Dans un monde où la démocratie recule, les libertés fondamentales de réunion et d’association sont de plus en plus bafouées. Enquête sur les stratégies des régimes autoritaires pour museler la contestation et les résistances qui s’organisent.
L’érosion progressive des libertés collectives
Les régimes autoritaires ont bien compris l’importance des droits de réunion et d’association comme piliers de la démocratie. Leur stratégie consiste souvent à grignoter ces libertés par petites touches, rendant leur exercice de plus en plus difficile sans les interdire formellement.

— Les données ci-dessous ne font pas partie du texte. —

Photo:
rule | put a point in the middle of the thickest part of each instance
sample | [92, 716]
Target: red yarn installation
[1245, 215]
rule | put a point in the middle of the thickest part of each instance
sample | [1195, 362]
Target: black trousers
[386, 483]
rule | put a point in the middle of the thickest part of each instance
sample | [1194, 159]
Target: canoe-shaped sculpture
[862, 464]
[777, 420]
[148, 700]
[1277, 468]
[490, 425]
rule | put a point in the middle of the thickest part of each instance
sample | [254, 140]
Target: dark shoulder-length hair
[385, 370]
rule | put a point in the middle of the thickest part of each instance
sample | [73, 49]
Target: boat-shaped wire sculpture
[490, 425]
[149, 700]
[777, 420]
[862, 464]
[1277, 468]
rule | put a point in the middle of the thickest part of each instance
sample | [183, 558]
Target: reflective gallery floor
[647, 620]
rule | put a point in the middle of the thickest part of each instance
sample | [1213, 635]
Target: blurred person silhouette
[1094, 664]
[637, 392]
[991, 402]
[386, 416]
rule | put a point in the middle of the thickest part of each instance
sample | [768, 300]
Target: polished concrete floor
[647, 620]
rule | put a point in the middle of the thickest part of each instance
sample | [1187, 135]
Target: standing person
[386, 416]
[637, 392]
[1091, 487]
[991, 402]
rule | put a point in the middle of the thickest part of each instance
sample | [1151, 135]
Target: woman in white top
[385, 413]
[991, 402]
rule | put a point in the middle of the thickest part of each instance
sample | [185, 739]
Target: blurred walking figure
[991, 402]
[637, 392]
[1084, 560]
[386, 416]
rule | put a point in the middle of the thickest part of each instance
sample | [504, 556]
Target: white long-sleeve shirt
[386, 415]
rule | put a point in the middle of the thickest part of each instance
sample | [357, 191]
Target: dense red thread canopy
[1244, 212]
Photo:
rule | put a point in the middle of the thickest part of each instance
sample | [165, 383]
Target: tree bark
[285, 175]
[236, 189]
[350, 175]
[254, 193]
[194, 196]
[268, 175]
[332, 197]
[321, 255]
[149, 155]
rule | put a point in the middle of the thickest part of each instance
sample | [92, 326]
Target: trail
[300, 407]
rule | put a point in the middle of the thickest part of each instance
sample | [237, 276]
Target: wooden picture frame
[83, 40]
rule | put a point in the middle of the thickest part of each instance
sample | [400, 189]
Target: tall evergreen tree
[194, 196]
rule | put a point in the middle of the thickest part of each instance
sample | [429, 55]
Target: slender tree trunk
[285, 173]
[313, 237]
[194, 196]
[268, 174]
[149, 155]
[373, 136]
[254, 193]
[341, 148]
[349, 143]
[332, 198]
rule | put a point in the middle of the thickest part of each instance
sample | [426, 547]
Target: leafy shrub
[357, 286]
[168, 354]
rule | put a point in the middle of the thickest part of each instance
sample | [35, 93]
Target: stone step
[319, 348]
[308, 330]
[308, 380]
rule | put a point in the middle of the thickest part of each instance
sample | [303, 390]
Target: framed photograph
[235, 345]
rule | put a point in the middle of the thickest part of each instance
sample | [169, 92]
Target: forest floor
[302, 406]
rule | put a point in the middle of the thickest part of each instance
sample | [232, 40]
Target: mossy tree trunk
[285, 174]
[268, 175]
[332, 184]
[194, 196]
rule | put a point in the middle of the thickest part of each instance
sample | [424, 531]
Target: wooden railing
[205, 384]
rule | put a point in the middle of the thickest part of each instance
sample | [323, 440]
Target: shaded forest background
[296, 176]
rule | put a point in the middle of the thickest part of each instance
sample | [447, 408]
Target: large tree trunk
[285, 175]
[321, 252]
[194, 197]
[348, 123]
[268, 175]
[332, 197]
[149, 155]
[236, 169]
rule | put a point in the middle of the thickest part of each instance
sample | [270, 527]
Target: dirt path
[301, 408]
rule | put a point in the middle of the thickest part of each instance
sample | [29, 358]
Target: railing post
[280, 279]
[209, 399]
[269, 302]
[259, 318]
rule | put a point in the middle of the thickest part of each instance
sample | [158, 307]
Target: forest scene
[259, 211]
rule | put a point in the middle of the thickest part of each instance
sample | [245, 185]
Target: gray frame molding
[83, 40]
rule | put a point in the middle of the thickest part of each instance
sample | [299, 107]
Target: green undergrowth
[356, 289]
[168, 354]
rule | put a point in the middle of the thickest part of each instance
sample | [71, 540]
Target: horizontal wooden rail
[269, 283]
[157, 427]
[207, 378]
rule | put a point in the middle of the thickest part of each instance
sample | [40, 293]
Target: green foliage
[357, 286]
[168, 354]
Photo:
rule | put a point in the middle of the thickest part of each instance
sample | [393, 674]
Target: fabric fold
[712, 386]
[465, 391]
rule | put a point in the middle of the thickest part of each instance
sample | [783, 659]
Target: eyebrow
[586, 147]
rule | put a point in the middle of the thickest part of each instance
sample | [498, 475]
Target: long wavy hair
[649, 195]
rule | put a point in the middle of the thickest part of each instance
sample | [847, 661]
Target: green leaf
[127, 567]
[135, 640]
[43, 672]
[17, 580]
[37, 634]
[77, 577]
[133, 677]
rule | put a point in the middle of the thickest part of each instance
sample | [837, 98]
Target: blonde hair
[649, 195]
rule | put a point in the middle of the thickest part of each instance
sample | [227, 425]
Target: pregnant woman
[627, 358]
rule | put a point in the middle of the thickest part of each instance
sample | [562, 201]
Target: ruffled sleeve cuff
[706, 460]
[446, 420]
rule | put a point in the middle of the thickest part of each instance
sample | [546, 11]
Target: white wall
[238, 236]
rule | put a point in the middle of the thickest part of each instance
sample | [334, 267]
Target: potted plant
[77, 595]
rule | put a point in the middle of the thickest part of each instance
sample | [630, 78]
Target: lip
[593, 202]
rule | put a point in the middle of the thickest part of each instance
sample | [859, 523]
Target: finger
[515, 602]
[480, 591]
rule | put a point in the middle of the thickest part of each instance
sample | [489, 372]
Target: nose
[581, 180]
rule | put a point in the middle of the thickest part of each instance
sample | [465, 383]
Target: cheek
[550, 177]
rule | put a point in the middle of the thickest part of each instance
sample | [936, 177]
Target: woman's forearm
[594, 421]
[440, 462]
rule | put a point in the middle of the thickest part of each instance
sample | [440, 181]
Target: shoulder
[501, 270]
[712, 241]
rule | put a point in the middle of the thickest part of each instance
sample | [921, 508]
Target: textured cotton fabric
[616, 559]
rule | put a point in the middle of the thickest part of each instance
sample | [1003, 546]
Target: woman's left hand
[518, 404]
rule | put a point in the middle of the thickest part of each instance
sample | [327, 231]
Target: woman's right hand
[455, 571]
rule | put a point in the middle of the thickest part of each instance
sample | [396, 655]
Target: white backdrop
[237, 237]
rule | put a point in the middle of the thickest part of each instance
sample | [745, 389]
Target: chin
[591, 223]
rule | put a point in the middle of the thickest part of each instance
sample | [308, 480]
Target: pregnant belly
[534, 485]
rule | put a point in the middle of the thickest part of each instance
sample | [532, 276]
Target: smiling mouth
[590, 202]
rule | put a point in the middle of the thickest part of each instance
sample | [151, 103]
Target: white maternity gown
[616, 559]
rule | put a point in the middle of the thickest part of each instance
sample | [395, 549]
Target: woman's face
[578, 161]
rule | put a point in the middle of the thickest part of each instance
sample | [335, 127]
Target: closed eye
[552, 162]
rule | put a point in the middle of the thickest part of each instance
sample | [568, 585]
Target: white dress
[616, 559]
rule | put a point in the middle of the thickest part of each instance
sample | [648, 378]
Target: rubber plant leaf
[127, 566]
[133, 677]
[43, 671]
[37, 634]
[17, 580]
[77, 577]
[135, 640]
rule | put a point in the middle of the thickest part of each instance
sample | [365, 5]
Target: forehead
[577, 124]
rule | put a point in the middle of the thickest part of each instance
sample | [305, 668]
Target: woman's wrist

Ainsi, en Russie, la loi sur les « agents de l’étranger » permet de stigmatiser les ONG recevant des financements internationaux. En Turquie, les manifestations sont systématiquement interdites ou réprimées sous divers prétextes sécuritaires.
Cette érosion s’accompagne d’un arsenal législatif toujours plus contraignant : obligation de déclaration préalable, restrictions sur les lieux et horaires, sanctions pénales dissuasives. L’objectif est de décourager toute velléité de rassemblement ou d’organisation collective. Dans certains pays comme l’Égypte, la simple participation à une manifestation non autorisée peut valoir plusieurs années de prison.
Le contrôle numérique, nouvelle arme des autocrates
Les nouvelles technologies offrent aux régimes autoritaires des moyens de surveillance et de répression inédits. Les réseaux sociaux et applications de messagerie sont étroitement surveillés pour identifier et neutraliser toute tentative de mobilisation. En Chine, l’application WeChat permet un contrôle quasi-total des communications. Les autorités n’hésitent pas à couper l’accès à internet lors de manifestations, comme récemment en Iran.
La reconnaissance faciale est de plus en plus utilisée pour identifier les manifestants, y compris rétroactivement. En Biélorussie, cette technologie a permis d’arrêter des milliers d’opposants après les manifestations de 2020. Les drones sont aussi largement déployés pour surveiller les rassemblements, créant un climat d’intimidation permanente.
La criminalisation croissante des mouvements sociaux
Pour justifier la répression, de nombreux régimes s’efforcent de présenter les mouvements contestataires comme des menaces à l’ordre public, voire des entreprises terroristes. En Inde, les manifestations paysannes de 2020-2021 ont ainsi été qualifiées d’actions « anti-nationales ». Cette rhétorique permet de légitimer l’usage de la force et l’arrestation des leaders.
La judiciarisation est une autre tactique courante : poursuites abusives, procès-fleuves, amendes exorbitantes visent à épuiser financièrement et moralement les opposants. Au Venezuela, des centaines de manifestants croupissent en prison depuis des années sans jugement. Cette criminalisation touche particulièrement les syndicats, piliers historiques de la contestation sociale.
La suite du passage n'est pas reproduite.